# looking for an Alopekis, please help!



## Eugenel (Dec 2, 2008)

Hello everyone, for the last couple of days I've been searching everywhere for an Alopekis breeder, puppy, rescue, everything but I came up with nothing! 

Does anyone know any breeders? Maybe this dog sometimes goes by a different name, again if anyone knows please tell me!


Thanks very much
-Eugene


----------



## craven.44 (Sep 10, 2008)

I have never heard of that breed.... Good luck!


----------



## Pepper (Jan 27, 2008)

No, I'm sorry I don't know of any breeders, although they are quite interesting dogs.


----------



## BarclaysMom (Aug 24, 2008)

Maybe if you contacted someone involved in the Greek community they would have heard of it or know if it goes by another name. Where are you located?


----------



## Patt (Feb 12, 2008)

Interesting. Why are you looking for this particular dog? 

It looks like you are looking for a "rare" breed and possibly it doesn't exist at this time. Your right not much info on it. It was known by another name, but now they changed that and now there are two different breeds. 

Good luck in your quest.


----------



## All about Eva (Nov 22, 2008)

i would love to see a picture of this kind of dog. I have never heard of it. Good luck on your quest. The internet can be an amazing resource.


----------



## Great Dane (Nov 18, 2008)

All about Eva said:


> i would love to see a picture of this kind of dog. I have never heard of it. Good luck on your quest. The internet can be an amazing resource.


Quick search.

http://www.dogbreedinfo.com/alopekis.htm


----------



## All about Eva (Nov 22, 2008)

Thanks for the link GREAT DANE. From that link it sounds like a neat dog. Neat looking too.


----------



## Sharon R. (Jul 7, 2007)

Sounds like a nice dog. To the OP, why do you want this breed of dog? Have you ever met one? I would never choose a dog breed based on looks alone, you have to know that this dog is going to have the right energy level, temperament, and personality in general to get along in your household. I didn't do any more searching, but you might be able to find a breed club (though that probably doesn't exist in the US).
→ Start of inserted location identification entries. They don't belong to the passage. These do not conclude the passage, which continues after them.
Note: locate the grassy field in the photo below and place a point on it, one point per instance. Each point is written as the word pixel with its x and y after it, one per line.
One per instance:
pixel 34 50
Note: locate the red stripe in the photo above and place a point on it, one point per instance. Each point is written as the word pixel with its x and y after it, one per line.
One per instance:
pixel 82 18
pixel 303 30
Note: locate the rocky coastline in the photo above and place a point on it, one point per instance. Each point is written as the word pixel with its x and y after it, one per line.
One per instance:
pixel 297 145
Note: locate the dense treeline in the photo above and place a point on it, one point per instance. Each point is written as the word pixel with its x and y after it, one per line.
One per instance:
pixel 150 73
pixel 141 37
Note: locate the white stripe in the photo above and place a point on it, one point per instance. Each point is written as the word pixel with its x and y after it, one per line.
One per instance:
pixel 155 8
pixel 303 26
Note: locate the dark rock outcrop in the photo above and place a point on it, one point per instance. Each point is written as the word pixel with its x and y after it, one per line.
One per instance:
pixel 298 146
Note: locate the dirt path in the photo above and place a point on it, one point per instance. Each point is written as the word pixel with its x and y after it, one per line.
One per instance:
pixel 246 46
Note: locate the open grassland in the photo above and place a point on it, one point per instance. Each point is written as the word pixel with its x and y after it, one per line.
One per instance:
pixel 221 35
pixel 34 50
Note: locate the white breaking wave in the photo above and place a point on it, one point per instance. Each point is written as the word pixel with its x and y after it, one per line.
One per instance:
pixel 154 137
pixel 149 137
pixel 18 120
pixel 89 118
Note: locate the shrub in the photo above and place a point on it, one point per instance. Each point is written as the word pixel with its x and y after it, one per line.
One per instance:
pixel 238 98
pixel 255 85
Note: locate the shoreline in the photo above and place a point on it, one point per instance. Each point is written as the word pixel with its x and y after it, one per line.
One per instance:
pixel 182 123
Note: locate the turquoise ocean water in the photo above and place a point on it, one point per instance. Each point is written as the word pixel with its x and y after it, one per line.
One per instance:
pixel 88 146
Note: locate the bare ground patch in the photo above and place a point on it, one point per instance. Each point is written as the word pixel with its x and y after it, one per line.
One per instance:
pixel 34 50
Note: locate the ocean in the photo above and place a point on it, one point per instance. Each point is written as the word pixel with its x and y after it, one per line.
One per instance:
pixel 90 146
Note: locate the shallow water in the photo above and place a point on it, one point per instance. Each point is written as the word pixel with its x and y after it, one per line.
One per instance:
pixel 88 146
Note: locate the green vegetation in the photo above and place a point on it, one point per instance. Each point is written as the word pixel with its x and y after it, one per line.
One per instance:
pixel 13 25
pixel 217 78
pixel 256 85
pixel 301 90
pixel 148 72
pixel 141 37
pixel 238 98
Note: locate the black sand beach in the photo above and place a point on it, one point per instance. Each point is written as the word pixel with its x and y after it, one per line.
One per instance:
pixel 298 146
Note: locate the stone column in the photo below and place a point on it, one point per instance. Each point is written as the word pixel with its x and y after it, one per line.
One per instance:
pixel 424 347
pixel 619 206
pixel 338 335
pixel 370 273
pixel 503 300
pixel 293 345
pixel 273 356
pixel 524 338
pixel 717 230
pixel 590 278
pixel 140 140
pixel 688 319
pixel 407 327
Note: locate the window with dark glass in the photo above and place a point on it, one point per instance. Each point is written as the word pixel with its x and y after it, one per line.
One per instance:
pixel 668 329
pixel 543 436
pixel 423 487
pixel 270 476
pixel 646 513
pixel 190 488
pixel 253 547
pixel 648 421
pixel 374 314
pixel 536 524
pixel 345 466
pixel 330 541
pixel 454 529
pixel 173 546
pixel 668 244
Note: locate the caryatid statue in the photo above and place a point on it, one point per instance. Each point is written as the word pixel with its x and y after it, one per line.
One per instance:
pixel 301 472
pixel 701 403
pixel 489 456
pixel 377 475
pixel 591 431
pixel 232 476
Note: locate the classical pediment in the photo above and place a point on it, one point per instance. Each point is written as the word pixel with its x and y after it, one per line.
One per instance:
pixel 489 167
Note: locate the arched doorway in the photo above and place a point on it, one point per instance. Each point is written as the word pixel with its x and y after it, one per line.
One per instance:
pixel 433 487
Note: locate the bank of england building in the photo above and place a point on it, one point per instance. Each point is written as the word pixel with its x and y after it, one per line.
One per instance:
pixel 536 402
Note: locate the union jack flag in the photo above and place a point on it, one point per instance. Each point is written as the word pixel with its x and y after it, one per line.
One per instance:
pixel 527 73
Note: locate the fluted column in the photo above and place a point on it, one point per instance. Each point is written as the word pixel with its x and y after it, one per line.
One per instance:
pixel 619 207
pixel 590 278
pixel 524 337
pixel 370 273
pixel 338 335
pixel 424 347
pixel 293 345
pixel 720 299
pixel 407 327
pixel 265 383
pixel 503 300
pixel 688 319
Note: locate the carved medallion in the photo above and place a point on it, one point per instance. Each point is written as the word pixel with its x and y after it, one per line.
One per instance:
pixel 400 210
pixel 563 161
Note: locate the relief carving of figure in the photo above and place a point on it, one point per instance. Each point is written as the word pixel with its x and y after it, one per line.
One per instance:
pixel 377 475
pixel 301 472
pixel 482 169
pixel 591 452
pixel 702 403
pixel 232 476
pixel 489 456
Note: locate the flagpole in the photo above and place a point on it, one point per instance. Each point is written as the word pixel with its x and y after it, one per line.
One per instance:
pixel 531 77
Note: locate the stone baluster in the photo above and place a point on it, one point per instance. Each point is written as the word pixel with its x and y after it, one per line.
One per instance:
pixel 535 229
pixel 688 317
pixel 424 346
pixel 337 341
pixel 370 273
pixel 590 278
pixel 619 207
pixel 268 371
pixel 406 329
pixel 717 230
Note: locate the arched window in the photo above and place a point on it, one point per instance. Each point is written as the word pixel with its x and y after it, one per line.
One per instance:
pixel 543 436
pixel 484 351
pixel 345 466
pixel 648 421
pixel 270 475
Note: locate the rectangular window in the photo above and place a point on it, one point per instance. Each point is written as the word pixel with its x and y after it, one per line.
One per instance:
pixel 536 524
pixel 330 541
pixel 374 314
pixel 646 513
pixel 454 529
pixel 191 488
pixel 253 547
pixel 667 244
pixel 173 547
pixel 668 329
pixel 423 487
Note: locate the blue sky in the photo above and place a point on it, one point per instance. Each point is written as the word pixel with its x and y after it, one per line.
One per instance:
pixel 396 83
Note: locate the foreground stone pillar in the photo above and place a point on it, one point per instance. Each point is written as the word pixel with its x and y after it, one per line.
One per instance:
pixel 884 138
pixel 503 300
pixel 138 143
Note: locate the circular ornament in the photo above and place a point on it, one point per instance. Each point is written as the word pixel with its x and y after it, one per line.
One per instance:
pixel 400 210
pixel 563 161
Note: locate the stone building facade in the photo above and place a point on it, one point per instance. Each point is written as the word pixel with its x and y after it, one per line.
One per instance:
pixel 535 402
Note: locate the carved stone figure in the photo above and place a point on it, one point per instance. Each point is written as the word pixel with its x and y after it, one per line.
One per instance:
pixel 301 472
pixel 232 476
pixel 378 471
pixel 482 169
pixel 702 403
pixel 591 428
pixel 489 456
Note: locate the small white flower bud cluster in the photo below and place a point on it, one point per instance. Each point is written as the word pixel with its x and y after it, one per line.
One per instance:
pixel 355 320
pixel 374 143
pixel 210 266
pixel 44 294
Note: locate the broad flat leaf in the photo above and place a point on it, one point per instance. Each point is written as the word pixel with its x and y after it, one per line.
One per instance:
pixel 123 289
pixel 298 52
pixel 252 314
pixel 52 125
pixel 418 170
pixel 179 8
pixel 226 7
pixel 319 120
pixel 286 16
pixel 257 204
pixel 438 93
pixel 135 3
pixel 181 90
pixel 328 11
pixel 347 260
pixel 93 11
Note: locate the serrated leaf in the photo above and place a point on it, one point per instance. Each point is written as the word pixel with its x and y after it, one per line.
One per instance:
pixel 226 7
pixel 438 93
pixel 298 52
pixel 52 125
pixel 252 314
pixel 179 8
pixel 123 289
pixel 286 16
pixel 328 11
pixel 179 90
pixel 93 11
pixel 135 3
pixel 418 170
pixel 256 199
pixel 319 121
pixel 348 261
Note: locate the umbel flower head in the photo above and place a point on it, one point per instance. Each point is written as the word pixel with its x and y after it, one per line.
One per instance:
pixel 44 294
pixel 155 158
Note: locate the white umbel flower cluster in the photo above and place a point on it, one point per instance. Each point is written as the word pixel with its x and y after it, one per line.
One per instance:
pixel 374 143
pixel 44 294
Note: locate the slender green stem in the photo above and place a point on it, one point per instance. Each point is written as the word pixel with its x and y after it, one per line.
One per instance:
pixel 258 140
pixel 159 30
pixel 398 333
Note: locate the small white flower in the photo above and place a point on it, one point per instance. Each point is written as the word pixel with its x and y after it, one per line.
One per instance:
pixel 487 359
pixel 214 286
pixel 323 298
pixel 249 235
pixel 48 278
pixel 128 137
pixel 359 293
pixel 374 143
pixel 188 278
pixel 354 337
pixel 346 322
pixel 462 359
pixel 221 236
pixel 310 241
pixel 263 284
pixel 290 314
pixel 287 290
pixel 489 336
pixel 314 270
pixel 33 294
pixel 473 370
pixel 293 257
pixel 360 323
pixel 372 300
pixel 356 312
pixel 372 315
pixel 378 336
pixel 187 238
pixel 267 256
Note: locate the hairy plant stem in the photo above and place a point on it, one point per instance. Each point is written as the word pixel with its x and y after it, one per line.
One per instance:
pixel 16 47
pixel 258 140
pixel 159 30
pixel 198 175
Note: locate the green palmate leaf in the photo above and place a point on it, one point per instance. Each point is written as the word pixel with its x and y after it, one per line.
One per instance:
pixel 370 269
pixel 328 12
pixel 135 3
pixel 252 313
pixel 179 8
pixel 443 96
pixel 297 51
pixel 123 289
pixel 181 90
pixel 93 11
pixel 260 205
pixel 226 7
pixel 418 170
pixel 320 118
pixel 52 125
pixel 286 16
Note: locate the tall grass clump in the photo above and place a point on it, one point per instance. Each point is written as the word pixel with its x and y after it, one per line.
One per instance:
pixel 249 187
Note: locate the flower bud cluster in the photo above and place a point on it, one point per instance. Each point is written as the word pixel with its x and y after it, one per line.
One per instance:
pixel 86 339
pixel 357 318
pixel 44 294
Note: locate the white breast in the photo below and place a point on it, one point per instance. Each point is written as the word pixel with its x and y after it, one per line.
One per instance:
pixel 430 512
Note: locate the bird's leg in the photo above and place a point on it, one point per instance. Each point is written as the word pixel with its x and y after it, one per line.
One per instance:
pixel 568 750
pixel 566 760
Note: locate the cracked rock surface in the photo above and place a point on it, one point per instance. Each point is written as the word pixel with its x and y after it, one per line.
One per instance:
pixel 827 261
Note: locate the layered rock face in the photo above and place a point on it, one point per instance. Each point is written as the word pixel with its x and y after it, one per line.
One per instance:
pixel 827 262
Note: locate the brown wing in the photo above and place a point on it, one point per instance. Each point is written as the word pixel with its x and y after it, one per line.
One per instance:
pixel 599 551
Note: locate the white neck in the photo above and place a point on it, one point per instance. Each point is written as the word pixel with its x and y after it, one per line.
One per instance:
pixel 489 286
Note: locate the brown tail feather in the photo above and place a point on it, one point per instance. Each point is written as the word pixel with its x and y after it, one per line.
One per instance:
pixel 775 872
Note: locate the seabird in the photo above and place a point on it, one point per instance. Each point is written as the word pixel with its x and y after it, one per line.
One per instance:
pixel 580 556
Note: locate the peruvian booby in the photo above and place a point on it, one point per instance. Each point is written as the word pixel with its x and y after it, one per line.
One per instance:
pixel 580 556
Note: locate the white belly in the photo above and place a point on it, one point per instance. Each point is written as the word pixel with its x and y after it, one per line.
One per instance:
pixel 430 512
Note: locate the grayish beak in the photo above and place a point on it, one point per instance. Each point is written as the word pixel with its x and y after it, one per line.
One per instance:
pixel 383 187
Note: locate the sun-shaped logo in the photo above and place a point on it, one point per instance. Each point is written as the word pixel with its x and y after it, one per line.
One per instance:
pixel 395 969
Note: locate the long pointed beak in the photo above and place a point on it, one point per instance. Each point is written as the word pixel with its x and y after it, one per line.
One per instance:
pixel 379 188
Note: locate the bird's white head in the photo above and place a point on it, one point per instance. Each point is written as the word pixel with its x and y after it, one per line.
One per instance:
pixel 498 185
I did check the Rare Breed Dog Association and they're not even listed. Might be difficult to find. What is it about these dogs that you're interested in, and maybe we can help you find another breed that will work for you.


----------



## Dogstar (May 11, 2007)

Given that the ONLY info is on Dogbreedinfo and similar sites, I'm sort of suspicious of the actual existance of this dog. I couldn't turn up a single breeder of them, and I'm starting to think that they're a marketing gimmick for a faux historical designer dog. No known genetic problems in a very rare breed with a tiny gene pool? Listed as being in the 'working group' yet not recognized by ANY kennel organization, including FCI? It reminds me of the "Toy Munchkin" thing- someone had a multi-generational cross-bred Pom mix that they were breeding with a few other similar breeds and they claimed that the "Toy Munchkin" was an ancient rare breed. 

If this *isn't* a scam, I suspect they're possibly sort of a Greek street dog akin to the Carolina Dog here in the US and that people actually working for recognition are going to be pretty few and far between and quite possibly non-existant outside of Greece. 

Frankly? I'd hit petfinder and find a mix you like th elooks of and that fits your needs as far as energy goes.


----------



## Eugenel (Dec 2, 2008)

Wow, thank you everyone for your help!

Here are my replies to some posters:

to Dogstar: It is often listed as well in primitive group, I havent even seen it listed as a working group dog.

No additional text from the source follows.